An Extraordinary Year of Ordinary Days
From Eudora Welty's memoir of childhood to May Sarton's reflections on her seventieth year, writers' journals offer an irresistible opportunity to join a creative thinker in musing on the events—whether in daily life or on a global scale—that shape our lives. In An Extraordinary Year of Ordinary Days, best-selling mystery novelist Susan Wittig Albert invites us to revisit one of the most tumultuous years in recent memory, 2008, through the lens of 365 ordinary days in which her reading, writing, and thinking about issues in the wider world—from wars and economic recession to climate change—caused her to reconsider and reshape daily practices in her personal life.
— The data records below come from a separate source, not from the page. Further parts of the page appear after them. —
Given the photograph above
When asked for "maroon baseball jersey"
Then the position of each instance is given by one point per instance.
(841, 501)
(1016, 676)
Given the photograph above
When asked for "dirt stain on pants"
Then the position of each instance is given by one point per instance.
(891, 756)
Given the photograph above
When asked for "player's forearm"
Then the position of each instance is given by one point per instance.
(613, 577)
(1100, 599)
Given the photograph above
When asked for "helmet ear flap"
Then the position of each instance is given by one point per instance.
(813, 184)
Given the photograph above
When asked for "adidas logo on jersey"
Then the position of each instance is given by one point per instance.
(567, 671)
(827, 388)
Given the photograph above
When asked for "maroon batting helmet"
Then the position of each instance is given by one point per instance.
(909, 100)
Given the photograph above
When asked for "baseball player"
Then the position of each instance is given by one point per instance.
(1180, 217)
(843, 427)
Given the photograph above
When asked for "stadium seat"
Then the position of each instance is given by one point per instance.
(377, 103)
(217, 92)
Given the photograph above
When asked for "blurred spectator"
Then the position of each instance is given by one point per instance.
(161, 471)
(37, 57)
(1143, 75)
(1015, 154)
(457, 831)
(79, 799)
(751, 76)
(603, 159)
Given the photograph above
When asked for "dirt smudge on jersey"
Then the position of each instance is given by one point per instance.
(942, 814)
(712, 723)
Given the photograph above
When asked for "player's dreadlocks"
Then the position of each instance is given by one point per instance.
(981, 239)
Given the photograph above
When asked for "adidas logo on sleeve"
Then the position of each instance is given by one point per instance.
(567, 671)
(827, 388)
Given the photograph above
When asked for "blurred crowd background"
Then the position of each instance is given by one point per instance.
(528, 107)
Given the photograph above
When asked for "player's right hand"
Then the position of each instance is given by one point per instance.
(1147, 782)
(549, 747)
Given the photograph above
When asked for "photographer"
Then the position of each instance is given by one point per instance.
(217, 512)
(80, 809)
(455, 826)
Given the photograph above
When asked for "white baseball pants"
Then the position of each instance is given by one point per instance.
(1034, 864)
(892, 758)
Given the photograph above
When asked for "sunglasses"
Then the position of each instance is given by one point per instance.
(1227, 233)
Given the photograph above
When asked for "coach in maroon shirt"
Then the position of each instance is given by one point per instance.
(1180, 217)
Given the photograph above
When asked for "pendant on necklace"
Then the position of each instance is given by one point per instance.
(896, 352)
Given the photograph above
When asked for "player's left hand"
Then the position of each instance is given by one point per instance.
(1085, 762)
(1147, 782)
Albert's journal provides an engaging account of how the business of being a successful working writer blends with her rural life in the Texas Hill Country and the Sangre de Cristo Mountains of New Mexico. As her eclectic daily reading ranges across topics from economics, food production, and oil and energy policy to poetry, place, and the writing life, Albert becomes increasingly concerned about the natural world and the threats facing it, especially climate change and resource depletion. Asking herself, "What does it mean? And what ought I do about it?", she determines practical steps to take, such as growing more food in her garden, and also helps us as readers make sense of these issues and consider what our own responses might be.
Her journal reads as smoothly as a letter written to a dear friend; a treasure trove of quotes from favorite authors and suggested readings on relevant subjects enhance each page. More than the rudimentary musings of a popular author who has grown with the times, this multi-faceted journal serves as a valuable overview to the way we were.
Susan Wittig Albert is the author of popular mysteries, including the acclaimed China Bayles series; books for young adults; and books for women on life-writing and work. A graduate of the University of Illinois (Urbana) and the University of California at Berkeley, she is a former university English professor and administrator. In 1997, she founded the Story Circle Network, a nonprofit organization for women who want to write about their lives.